Bolsa e dólar caem em dia de incertezas política e econômica

São Paulo – Após um dia volátil em meio a incertezas sobre a articulação política da reforma da Previdência e a um cenário externo ainda de aversão ao risco, o Ibovespa mostrou leve melhora ao longo pregão com sinalizações de pacificação da cena política para focar na reforma. O alívio, porém, não foi suficiente para fazer o índice subir, sendo que fechou em queda pelo quinto dia seguido, com perdas de 0,07%, aos 93.662,01 pontos. O volume total negociado foi de R$ 14,1 bilhões.
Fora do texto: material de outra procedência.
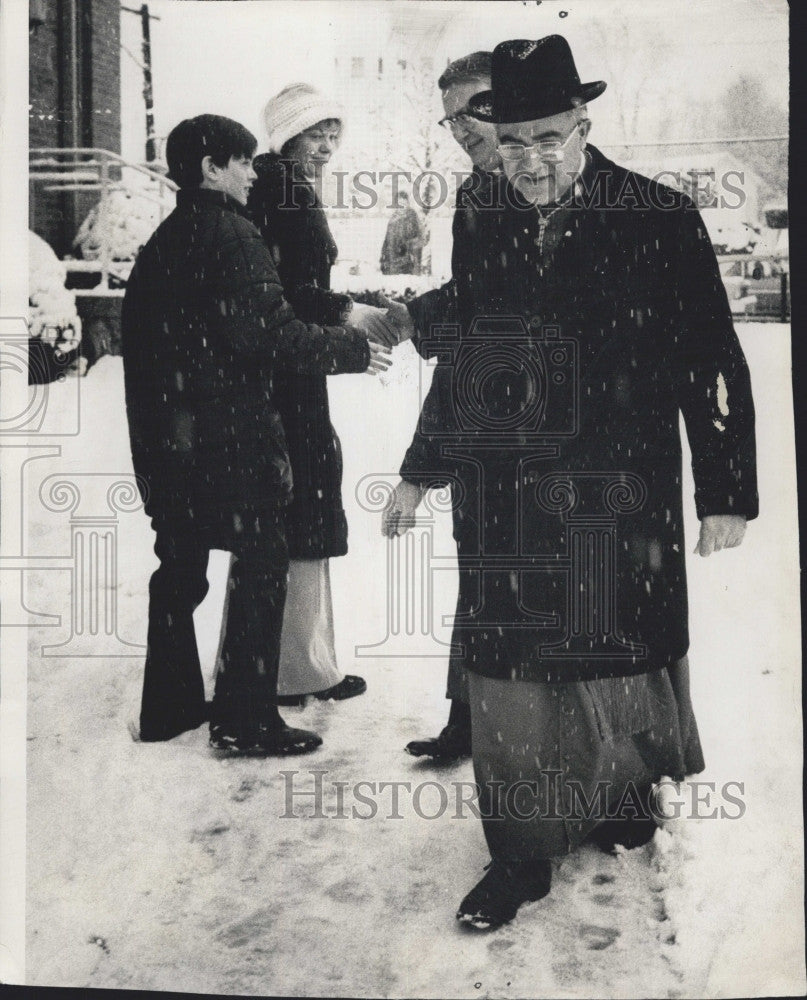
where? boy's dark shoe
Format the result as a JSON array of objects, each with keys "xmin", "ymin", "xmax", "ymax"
[
  {"xmin": 404, "ymin": 722, "xmax": 471, "ymax": 761},
  {"xmin": 210, "ymin": 724, "xmax": 322, "ymax": 757}
]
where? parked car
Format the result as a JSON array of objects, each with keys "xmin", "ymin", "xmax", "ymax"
[{"xmin": 720, "ymin": 254, "xmax": 790, "ymax": 319}]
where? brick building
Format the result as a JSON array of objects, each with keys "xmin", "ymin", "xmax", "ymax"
[{"xmin": 28, "ymin": 0, "xmax": 121, "ymax": 257}]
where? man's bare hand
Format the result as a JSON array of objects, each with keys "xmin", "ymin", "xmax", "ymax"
[
  {"xmin": 356, "ymin": 302, "xmax": 398, "ymax": 347},
  {"xmin": 365, "ymin": 340, "xmax": 392, "ymax": 375},
  {"xmin": 378, "ymin": 292, "xmax": 415, "ymax": 344},
  {"xmin": 381, "ymin": 480, "xmax": 423, "ymax": 538},
  {"xmin": 694, "ymin": 514, "xmax": 745, "ymax": 556}
]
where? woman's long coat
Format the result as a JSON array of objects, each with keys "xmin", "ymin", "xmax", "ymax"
[
  {"xmin": 248, "ymin": 154, "xmax": 351, "ymax": 559},
  {"xmin": 401, "ymin": 147, "xmax": 758, "ymax": 682}
]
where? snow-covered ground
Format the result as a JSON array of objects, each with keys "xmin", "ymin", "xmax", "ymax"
[{"xmin": 26, "ymin": 325, "xmax": 805, "ymax": 998}]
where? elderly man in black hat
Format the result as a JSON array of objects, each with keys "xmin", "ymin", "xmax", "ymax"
[{"xmin": 378, "ymin": 35, "xmax": 758, "ymax": 929}]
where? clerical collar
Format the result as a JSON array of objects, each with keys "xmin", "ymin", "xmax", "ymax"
[{"xmin": 535, "ymin": 149, "xmax": 591, "ymax": 218}]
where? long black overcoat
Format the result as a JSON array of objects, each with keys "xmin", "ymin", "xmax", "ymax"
[
  {"xmin": 248, "ymin": 153, "xmax": 351, "ymax": 559},
  {"xmin": 401, "ymin": 147, "xmax": 758, "ymax": 682},
  {"xmin": 122, "ymin": 189, "xmax": 369, "ymax": 517}
]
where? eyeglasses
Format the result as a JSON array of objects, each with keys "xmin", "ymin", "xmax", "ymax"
[
  {"xmin": 496, "ymin": 122, "xmax": 582, "ymax": 163},
  {"xmin": 303, "ymin": 128, "xmax": 342, "ymax": 146},
  {"xmin": 437, "ymin": 108, "xmax": 477, "ymax": 132}
]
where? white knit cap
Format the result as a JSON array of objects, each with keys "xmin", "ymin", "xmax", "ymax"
[{"xmin": 263, "ymin": 83, "xmax": 344, "ymax": 153}]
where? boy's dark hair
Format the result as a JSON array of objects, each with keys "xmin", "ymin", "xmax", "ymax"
[
  {"xmin": 437, "ymin": 52, "xmax": 493, "ymax": 90},
  {"xmin": 165, "ymin": 115, "xmax": 258, "ymax": 188}
]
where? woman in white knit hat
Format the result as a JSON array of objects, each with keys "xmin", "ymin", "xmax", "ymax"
[{"xmin": 248, "ymin": 83, "xmax": 367, "ymax": 704}]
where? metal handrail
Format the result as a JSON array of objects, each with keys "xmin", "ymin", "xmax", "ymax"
[{"xmin": 28, "ymin": 146, "xmax": 177, "ymax": 292}]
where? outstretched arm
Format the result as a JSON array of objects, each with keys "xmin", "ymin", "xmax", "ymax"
[{"xmin": 674, "ymin": 195, "xmax": 759, "ymax": 556}]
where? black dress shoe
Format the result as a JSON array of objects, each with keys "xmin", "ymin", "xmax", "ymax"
[
  {"xmin": 457, "ymin": 861, "xmax": 552, "ymax": 931},
  {"xmin": 314, "ymin": 674, "xmax": 367, "ymax": 701},
  {"xmin": 140, "ymin": 708, "xmax": 210, "ymax": 743},
  {"xmin": 586, "ymin": 816, "xmax": 658, "ymax": 854},
  {"xmin": 404, "ymin": 722, "xmax": 471, "ymax": 760},
  {"xmin": 210, "ymin": 725, "xmax": 322, "ymax": 757}
]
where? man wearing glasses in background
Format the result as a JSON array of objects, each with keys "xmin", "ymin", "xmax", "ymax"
[
  {"xmin": 383, "ymin": 35, "xmax": 758, "ymax": 930},
  {"xmin": 370, "ymin": 52, "xmax": 503, "ymax": 762}
]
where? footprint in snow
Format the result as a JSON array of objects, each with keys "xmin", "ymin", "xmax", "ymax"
[{"xmin": 580, "ymin": 924, "xmax": 619, "ymax": 951}]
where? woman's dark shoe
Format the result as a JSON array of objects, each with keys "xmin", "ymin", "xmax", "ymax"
[
  {"xmin": 314, "ymin": 674, "xmax": 367, "ymax": 701},
  {"xmin": 277, "ymin": 694, "xmax": 310, "ymax": 708},
  {"xmin": 404, "ymin": 722, "xmax": 471, "ymax": 760},
  {"xmin": 586, "ymin": 816, "xmax": 658, "ymax": 854},
  {"xmin": 457, "ymin": 861, "xmax": 552, "ymax": 931},
  {"xmin": 277, "ymin": 674, "xmax": 367, "ymax": 707},
  {"xmin": 210, "ymin": 724, "xmax": 322, "ymax": 757}
]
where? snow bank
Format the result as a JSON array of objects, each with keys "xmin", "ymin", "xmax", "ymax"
[
  {"xmin": 73, "ymin": 190, "xmax": 160, "ymax": 260},
  {"xmin": 28, "ymin": 230, "xmax": 81, "ymax": 353}
]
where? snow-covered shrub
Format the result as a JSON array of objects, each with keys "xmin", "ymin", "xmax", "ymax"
[
  {"xmin": 28, "ymin": 231, "xmax": 81, "ymax": 354},
  {"xmin": 73, "ymin": 191, "xmax": 159, "ymax": 260}
]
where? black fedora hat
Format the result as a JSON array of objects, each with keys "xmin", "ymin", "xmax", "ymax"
[{"xmin": 468, "ymin": 35, "xmax": 606, "ymax": 123}]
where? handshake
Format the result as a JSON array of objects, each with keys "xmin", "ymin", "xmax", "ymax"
[{"xmin": 348, "ymin": 295, "xmax": 415, "ymax": 375}]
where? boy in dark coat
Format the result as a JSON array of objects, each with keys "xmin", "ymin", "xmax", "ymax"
[{"xmin": 123, "ymin": 115, "xmax": 383, "ymax": 754}]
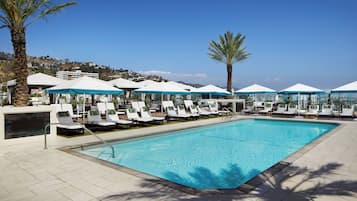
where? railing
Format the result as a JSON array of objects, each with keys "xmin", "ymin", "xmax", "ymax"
[{"xmin": 81, "ymin": 126, "xmax": 115, "ymax": 158}]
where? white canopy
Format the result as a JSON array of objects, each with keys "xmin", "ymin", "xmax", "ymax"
[
  {"xmin": 108, "ymin": 78, "xmax": 141, "ymax": 89},
  {"xmin": 191, "ymin": 84, "xmax": 231, "ymax": 96},
  {"xmin": 331, "ymin": 81, "xmax": 357, "ymax": 93},
  {"xmin": 7, "ymin": 73, "xmax": 65, "ymax": 86},
  {"xmin": 45, "ymin": 77, "xmax": 123, "ymax": 95},
  {"xmin": 138, "ymin": 80, "xmax": 157, "ymax": 87},
  {"xmin": 134, "ymin": 82, "xmax": 190, "ymax": 94},
  {"xmin": 279, "ymin": 83, "xmax": 324, "ymax": 94},
  {"xmin": 234, "ymin": 84, "xmax": 276, "ymax": 94},
  {"xmin": 167, "ymin": 81, "xmax": 196, "ymax": 91}
]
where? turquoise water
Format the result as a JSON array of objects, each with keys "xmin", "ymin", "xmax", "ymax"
[{"xmin": 80, "ymin": 119, "xmax": 337, "ymax": 189}]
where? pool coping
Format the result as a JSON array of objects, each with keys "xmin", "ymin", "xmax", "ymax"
[{"xmin": 58, "ymin": 117, "xmax": 344, "ymax": 195}]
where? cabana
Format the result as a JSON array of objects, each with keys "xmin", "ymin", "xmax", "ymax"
[
  {"xmin": 278, "ymin": 83, "xmax": 324, "ymax": 115},
  {"xmin": 191, "ymin": 84, "xmax": 231, "ymax": 99},
  {"xmin": 234, "ymin": 84, "xmax": 277, "ymax": 113},
  {"xmin": 45, "ymin": 77, "xmax": 123, "ymax": 118},
  {"xmin": 134, "ymin": 82, "xmax": 190, "ymax": 112}
]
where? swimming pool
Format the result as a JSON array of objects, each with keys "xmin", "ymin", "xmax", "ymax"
[{"xmin": 77, "ymin": 119, "xmax": 337, "ymax": 189}]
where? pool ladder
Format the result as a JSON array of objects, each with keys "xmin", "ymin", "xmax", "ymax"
[{"xmin": 81, "ymin": 126, "xmax": 115, "ymax": 158}]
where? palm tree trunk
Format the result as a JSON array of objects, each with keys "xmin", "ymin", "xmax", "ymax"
[
  {"xmin": 11, "ymin": 27, "xmax": 29, "ymax": 106},
  {"xmin": 227, "ymin": 64, "xmax": 233, "ymax": 92}
]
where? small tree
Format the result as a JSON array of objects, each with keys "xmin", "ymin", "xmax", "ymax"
[{"xmin": 208, "ymin": 31, "xmax": 250, "ymax": 92}]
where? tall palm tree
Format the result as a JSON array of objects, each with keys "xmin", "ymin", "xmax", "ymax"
[
  {"xmin": 0, "ymin": 0, "xmax": 76, "ymax": 106},
  {"xmin": 208, "ymin": 31, "xmax": 250, "ymax": 92}
]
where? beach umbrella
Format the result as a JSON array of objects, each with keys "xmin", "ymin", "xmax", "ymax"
[
  {"xmin": 45, "ymin": 77, "xmax": 123, "ymax": 95},
  {"xmin": 278, "ymin": 83, "xmax": 324, "ymax": 115},
  {"xmin": 45, "ymin": 76, "xmax": 123, "ymax": 118},
  {"xmin": 134, "ymin": 82, "xmax": 190, "ymax": 112},
  {"xmin": 234, "ymin": 84, "xmax": 276, "ymax": 94},
  {"xmin": 191, "ymin": 84, "xmax": 231, "ymax": 98},
  {"xmin": 108, "ymin": 78, "xmax": 142, "ymax": 89}
]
Hoje, o ministro da Economia, Paulo Guedes, se reuniu com o presidente Jair Bolsonaro e demais ministros, o que trouxe expectativas de que as farpas trocadas entre Bolsonaro e o presidente da Câmara dos Deputados, Rodrigo Maia (DEM-RJ) possam ser atenuadas e terem menor impacto sobre o andamento da reforma da Previdência. Guedes também fez declarações nesta tarde nas quais admitiu problemas na articulação, mas reforçou que a reforma deve seguir no foco.

“Bolsonaro teria recomendado aos ministros presentes na reunião de hoje, que envidassem todos os esforços para melhorar o relacionamento com o presidente da Câmara e assim tratar positivamente do que realmente interessa ao país”, disseram operadores da Correparti Corretora, em comentário de fechamento dos mercados.

Porém, investidores aguardam os próximos passos do governo com certa cautela e esperam a ida de Guedes a Comissão de Constituição e Justiça (CCJ) amanhã, onde pode comentar mais sobre a questão.

O ministro da Economia ainda teria feito comentários sobre a cessão onerosa da Petrobras, que deve sair em breve, o que segundo o analista da Guide Investimentos, Rafael Passos, fez com que as ações da estatal (PETR4 1,37%) passassem a subir com mais força, atenuando a queda do Ibovespa.

Já no cenário externo, as bolsas norte-americanas fecharam perto da estabilidade depois de mostrarem queda na maior parte do dia, o que também influenciou o índice. Preocupações com a desaceleração da economia global têm persistido no exterior.

O dólar comercial encerrou a sessão de hoje com queda de 1,17% sendo negociado a R$ 3,8570 para venda acompanhando um movimento global da divisa norte-americana de desvalorização frente as moedas de países emergentes. O dólar aprofundou uma queda ainda mais quando investidores souberam que o presidente Jair Bolsonaro irá focar na reforma da Previdência.

“A pacificação do governo após recentes entreveros com Maia [Rodrigo, presidente da Câmara dos Deputados] trouxe um alívio para o investidor, fortalecendo os investimentos no Brasil na aposta da aprovação da reforma da Previdência e fazendo o dólar cair hoje”, explicou o operador de câmbio de um grande banco.

Para o economista da Toro Investimentos, Rafael Winalda, o cenário externo está prevalecendo no câmbio hoje e é natural “um movimento corretivo depois do receio de desaquecimento da economia global” tomar conta dos mercados na semana passada, o que pressionou o dólar para cima.

Para amanhã, o operador de câmbio acredita que o dólar deve ajustar em uma correção após a queda acima de 1%. “Essa queda de hoje foi exagerada, não tivemos fundamentos econômicos ou políticos para cair mais de 1%, então uma correção amanhã seria natural”, afirmou.